История российских переписей населения – отнюдь не история непрерывных побед. В ней было слишком много запаздываний, срывов, неудач и недоделок, они нуждаются в очень серьезном осмыслении. В этом осмыслении должны, конечно, принять участие эксперты, специалисты – статистики, социологи, демографы, этнологи и т. д. Но их усилий недостаточно. Нужно, чтобы все общество почувствовало, осознало потребность в «зеркале» переписи, чтобы оно само позаботилось о надежности и беспристрастности этого «зеркала». Не берусь предсказывать будущее, но если говорить о крайних вариантах, то их, как мне представляется, может быть только два. Либо в обществе существует стремление, заинтересованность периодически взглянуть на свой коллективный портрет, подвести – с максимально возможной на данный момент точностью – промежуточные итоги своего развития и, осмыслив их, двинуться дальше. Либо такой заинтересованности нет – но в этом случае нет и самого общества.
В жизни редко реализуются крайние варианты, более вероятны промежуточные сценарии. Но важно, к какой из крайностей осуществившийся сценарий ближе.
Судьба одного демографа: портрет на фоне эпохи[338]
<..> Михаил Вениаминович Курман прожил 75 лет, из них 18,5 – четверть жизни – с клеймом государственного преступника, «врага народа». По обычным человеческим меркам судьба автора воспоминаний необыкновенна – что-то вроде графа Монте-Кристо, чудом возвратившегося из небытия. По советским же меркам 30‑50‑х годов XX в. – обычная, рядовая судьба, которую разделили миллионы.
Даже если взять намного более узкий круг людей – профессиональную среду, к которой принадлежал Курман, демографов, – и здесь нет ничего необычного. Их почти всех уничтожили или «изолировали», а их и было не так-то много. Демография – не генетика, академическая отрасль со сложившимися традициями, институтами, блестящими, известными всему миру именами. Чтобы извести все это, понадобились крупные провокации, громкие спектакли, мощное идеологическое давление. Мастера политической интриги сталинской школы гордились своей работой, сами искали аудитории – тут и не захочешь, а узнаешь.
Ничего подобного не было с демографией. Ее упразднили походя, между делом, никто того и не заметил. Два маленьких института, несколько десятков не очень известных, а то и вовсе неизвестных специалистов на всю страну… Да с этим расправиться – раз плюнуть! Наверное, сотруднику «органов» надо было быть полуопальным, чтобы получить такое малоответственное поручение.
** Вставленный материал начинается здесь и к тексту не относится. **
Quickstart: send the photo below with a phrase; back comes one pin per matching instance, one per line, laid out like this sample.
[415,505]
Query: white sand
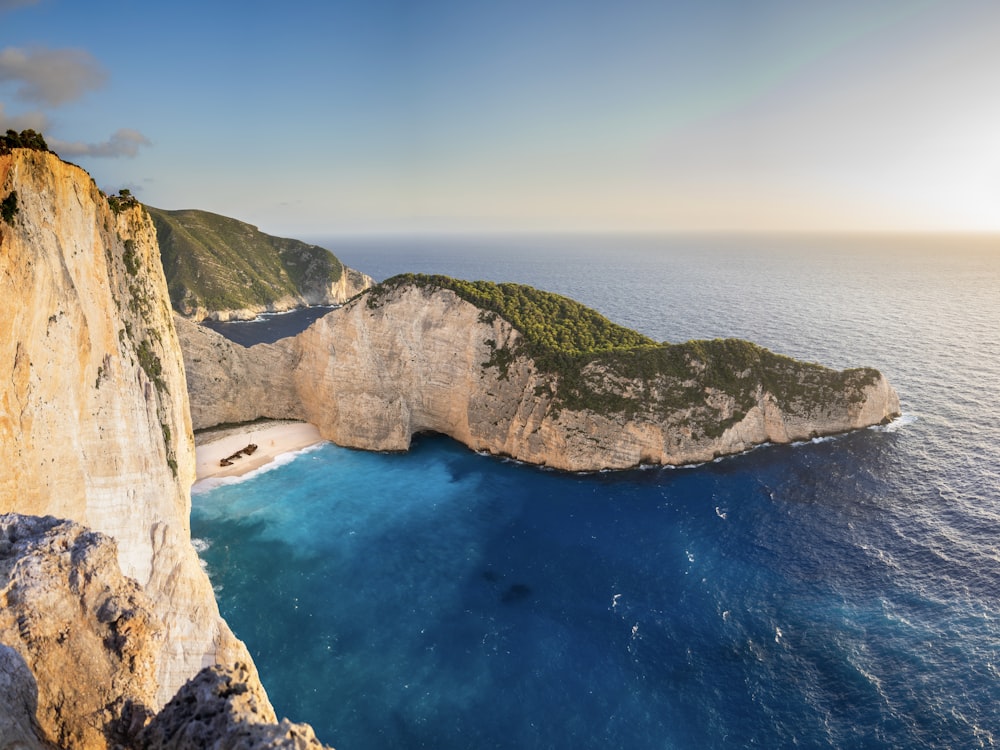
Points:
[271,438]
Пожалуй, первой жертвой стал Владимир Владиславович Паевский (1893–1934), центральная фигура ленинградского Демографического института. Он умер от сердечного приступа в машине у подъезда собственного дома через несколько часов после того, как общее собрание Академии наук СССР проштамповало решение Президиума Академии о ликвидации института. Видно, принял такой пустяк слишком близко к сердцу. Паевскому был 41 год, и – шутка в духе черного советского юмора – он мог бы спокойно жить еще три года.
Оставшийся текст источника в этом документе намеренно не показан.